Default chmod values

Hi there

Im having trouble with my freeBSD/plesk setup...

I designed the website on Red Hat/cPanel and when migrating to my new dedicated server I did make the changes required for the site to work properly.

The problem I'm having now is that unlike my old hosting account... Whenever I upload a folder from my desktop to the server, the default chmod values are 755... however this means that my script cannot write any folders and files on the remote server unless I change the chmod values. my old server defaulted to one where the script COULD access write to the folder, unsure which chmod it was, exactly, though.

The people who are going to be uploading files/folders to the FTP server arent going to know how to chmod and I dont expect them to.

Is there a way of changing the default permissions of the uploaded folder?
Or another work around - is there a way of allowing the user 'Apache' (which php wrongly classes itself as when using FTP commands, even when logged in as the right user)

I have shell access,etc.

I've also been looking into vsFTP ... will using this program help me to organise users and groups, and possibly even the default chmod?

Thanks in advance

you could chown the folder to the user apache..
that should give it write access to the folder.

This is a very insecure default setup. Publicly accessible directories on a web server should always be umasked to 022, which is what you're seeing on the new server (mode 777 minus 022 = 755, basically).

People uploading to the server should be signed in with their accounts into folders in which they have write permissions.

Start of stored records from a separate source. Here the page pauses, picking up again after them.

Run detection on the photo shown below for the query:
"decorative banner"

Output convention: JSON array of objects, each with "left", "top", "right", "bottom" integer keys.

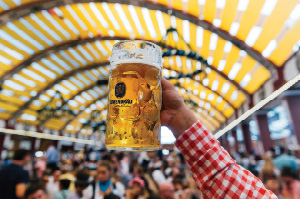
[{"left": 0, "top": 73, "right": 299, "bottom": 144}]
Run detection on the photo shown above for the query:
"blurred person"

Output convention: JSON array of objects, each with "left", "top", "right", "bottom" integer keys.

Yes, change the umask of the folder. However, it's set like that for a reason. I'd suggest a better solution would be to take a better look at what you're doing. If you require anonymous users to upload files, perhaps you should database those files instead of placing them on the filesystem

If PHP is running under the web server, it's running as whatever user apache runs as (usually "apache"). For a user to run the script under their own credentials, you'd either need to start apache running under that user (in httpd.conf) or they'd have to actually log into the server and run the script from the shell. In either case, they'd have to have an actual account on the server, not just be a member of your site.

vsftpd will allow you to set up a (quite secure) FTP server that can jail your users into their home accounts - but again, these users have to have actual system accounts, not just have some entry in a MySQL database table somewhere.

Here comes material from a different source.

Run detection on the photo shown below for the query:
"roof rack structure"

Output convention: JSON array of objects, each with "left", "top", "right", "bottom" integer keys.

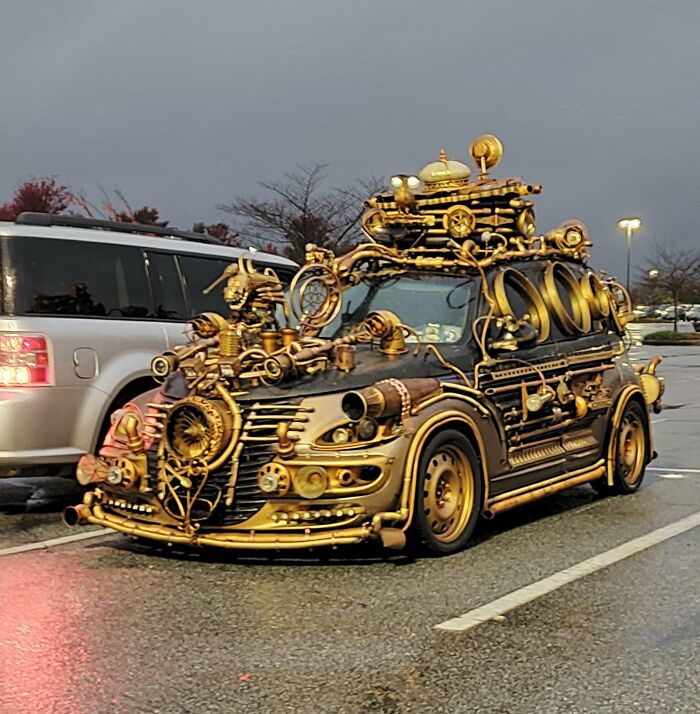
[{"left": 14, "top": 212, "right": 223, "bottom": 245}]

the users wont be anonymous, they are hired photographers who I regard as trustworthy

chown will not work for this situation as it will mean I have to administer every photographer's upload, which I'm attempting to avoid.

Ill explain how the system works...

users upload their folder into a directory based upon the current month, eg.
/2006/10/
this directory is october 2006

then they will upload the pictures they took at a particular night, eg.
/2006/10/eventname/

they will then login to the administration panel of the site and start to create thumbnails by
1) creating new directories (**this is where the permission error occurs - i can chmod the created folders to the right permissions using php, just not create them**)
2) save thumbnails into the appropriate directory


-----

Thanks for your i

If they're paid photographers, why not just give them user accounts and put them into a group that owns those folders, then give those folders permissions like 775? If you give them system accounts and set up an FTP server and they can just use any old FTP client to upload their stuff.

Why do they have to manually create thumbnails? Just set up a shell script to do that.

Nothing you're talking about requires opening up the server to the level you're talking about, though setting it up properly may take a little more time than your "old" method.

World writable directory + an insecure form anywhere on the server + some evil persistance = a bad day for you. Chmodding folders to the apache user isn't an answer either because it's usually this user attempting the exploits to begin with. The apache user shouldn't have write access to anything on the server whatsoever if it can be helped.